El renacimiento, el reconfigurarse e intentar volver a proponer cosas, no siempre iguales, aunque no siempre del todo nuevas, son elementos sustanciales de los procesos creativos. Más aún si consideramos que el arte debería aspirar a incomodar. A poner en crisis certezas, escalas de valores e incluso identidades, tanto para quienes crean como para quienes reflexionan alrededor de esa creación. Para Rodrigo Grillo Villegas, esto tiene un significado particular, pues, a lo largo de su prolífica carrera musical, ha debido encontrar constantemente nuevas identidades y nuevos sonidos. Después de 17 discos que abarcan momentos trascendentales del rock boliviano, el Grillo incendia la casa para construirla otra vez.

Este no es un ejercicio nuevo, ya lo había hecho antes al terminar el fugaz e intenso proyecto Loukass, para dar paso al nacimiento de Llegas. Ahora el regreso a escenarios, tras un largo tiempo de silencio, desde el anunciado fin de Llegas, trae consigo una nueva propuesta: el disco Yo es otro, que ya fue presentado en la ciudad de La Paz y lleva algún tiempo disponible en servicios de streaming como Spotify. Este 18 y 19 de agosto, el otro Grillo presentará su propuesta al público cochabambino, en un par de conciertos prometedores en el teatro Achá (C. España casi Heroínas). No está demás señalar que los conciertos en La Paz fueron un rotundo éxito y el músico tuvo que habilitar funciones extra.

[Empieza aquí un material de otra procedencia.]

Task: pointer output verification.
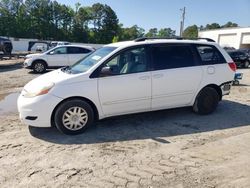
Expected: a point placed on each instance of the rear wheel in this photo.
(206, 101)
(39, 67)
(74, 117)
(246, 64)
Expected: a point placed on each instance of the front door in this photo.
(127, 89)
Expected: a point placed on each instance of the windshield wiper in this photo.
(67, 69)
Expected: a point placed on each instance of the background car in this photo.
(246, 50)
(59, 56)
(5, 45)
(240, 58)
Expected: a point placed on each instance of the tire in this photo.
(39, 67)
(246, 64)
(7, 49)
(206, 101)
(74, 117)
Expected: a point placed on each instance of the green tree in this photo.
(191, 32)
(130, 33)
(212, 26)
(166, 32)
(152, 32)
(229, 24)
(105, 23)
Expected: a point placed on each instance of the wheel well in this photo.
(39, 60)
(217, 88)
(96, 114)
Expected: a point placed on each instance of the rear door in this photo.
(58, 57)
(128, 88)
(176, 76)
(77, 53)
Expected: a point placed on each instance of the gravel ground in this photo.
(170, 148)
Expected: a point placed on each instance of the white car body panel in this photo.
(132, 93)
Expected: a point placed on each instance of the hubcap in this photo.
(246, 64)
(75, 118)
(39, 67)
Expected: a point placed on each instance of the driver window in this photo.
(130, 61)
(61, 50)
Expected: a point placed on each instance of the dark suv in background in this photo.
(5, 45)
(241, 58)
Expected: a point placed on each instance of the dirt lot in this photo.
(171, 148)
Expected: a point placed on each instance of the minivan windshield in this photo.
(89, 61)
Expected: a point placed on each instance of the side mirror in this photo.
(106, 71)
(52, 53)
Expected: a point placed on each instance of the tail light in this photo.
(232, 66)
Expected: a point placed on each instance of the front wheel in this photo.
(74, 117)
(206, 101)
(39, 67)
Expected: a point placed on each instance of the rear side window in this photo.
(172, 56)
(77, 50)
(210, 55)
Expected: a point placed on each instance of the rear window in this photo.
(210, 55)
(172, 56)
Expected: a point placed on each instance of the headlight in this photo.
(38, 90)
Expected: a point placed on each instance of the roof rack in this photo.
(177, 38)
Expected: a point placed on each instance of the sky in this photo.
(166, 13)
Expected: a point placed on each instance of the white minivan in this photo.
(60, 56)
(129, 77)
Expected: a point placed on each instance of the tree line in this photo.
(50, 20)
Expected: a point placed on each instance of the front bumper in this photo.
(37, 111)
(27, 63)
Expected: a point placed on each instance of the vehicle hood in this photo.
(56, 77)
(33, 55)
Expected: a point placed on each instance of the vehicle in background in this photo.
(228, 48)
(245, 50)
(240, 58)
(40, 48)
(58, 43)
(146, 74)
(60, 56)
(5, 46)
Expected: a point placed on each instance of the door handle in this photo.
(158, 75)
(144, 77)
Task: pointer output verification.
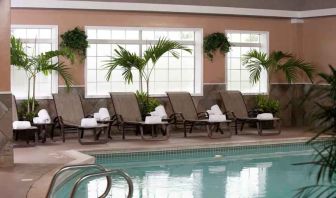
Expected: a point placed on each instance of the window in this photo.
(45, 38)
(170, 74)
(237, 74)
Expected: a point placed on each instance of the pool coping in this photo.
(84, 156)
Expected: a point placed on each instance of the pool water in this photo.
(207, 174)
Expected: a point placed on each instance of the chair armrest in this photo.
(201, 115)
(89, 116)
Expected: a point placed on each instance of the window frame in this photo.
(198, 54)
(54, 44)
(265, 50)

Buscar nuevos sonidos para reconstruir su identidad es algo que Llegas acostumbró a lo largo de sus 12 discos. Está presente en el cambio constante de la alineación de los músicos, lo que siempre conlleva variaciones en los sonidos a partir de las propuestas de los artistas. Está presente en las influencias musicales de Villegas en cada disco, y más aún si estas participaron en la producción; para muestra un botón: el sonido del Pesanervios o del Revolver es bastante distinto al del Super juguetes o el Hidrometeoros2. Está presente también en las búsquedas personales y emocionales del compositor en los distintos puntos de su vida: el amor, por ejemplo, en el disco Almaqueloide, tiene un tratamiento un tanto más directo a la experiencia, cargado de las emociones que puede generar (ejemplo es la canción “Diamante”, himno nacional de este adolescente enamoradizo que creía que se podía conquistar chicas dedicando rock nacional); el mismo tema (el amor) en el disco Duramadre es más objetivo y reflexivo, se interpela a la otra parte (del amor, de la relación) sin reclamos intensos y con observaciones certeras. Por último en esta larga enumeración, este buscar nuevos sonidos par reconstruir la identidad está presente en el hermoso gesto del inicio y un premonitorio fin de ciclo: festejar los 20 años del primer disco llamado Huye el sol con otro disco, potente y emotivo, llamado Viene el sol.

Si la reconstrucción cíclica es algo que, en cierto sentido, Villegas practicó a lo largo de Llegas, ¿qué debemos esperar con Yo es otro? Como con toda la música, eso es algo que solo podremos intentar responder escuchando una y otra vez el disco. No solo porque en la repetición está el gusto, sino también porque en ese ejercicio de buscar lo distinto en lo que conocemos, se encuentran las mejores cosas, no solo en lo que se nos propone, sino también en lo que interpretamos de nosotros mismos a partir de eso.

Yo es otro, desde el título e incluso en la portada, juega con la idea de dobles. Juega con ese otro que lleva mi nombre y ha comenzado a desconocerme. Mientras el Grillo reconfigura su propuesta artística en este esperado regreso, no puedo dejar de imaginarlo jugando con esa angustia borgiana de los dobles manifiesta en “Borges y yo”. Y me divierto un poco imaginando a Villegas diciendo, al finalizar, “no sé cuál de los dos compone este disco”.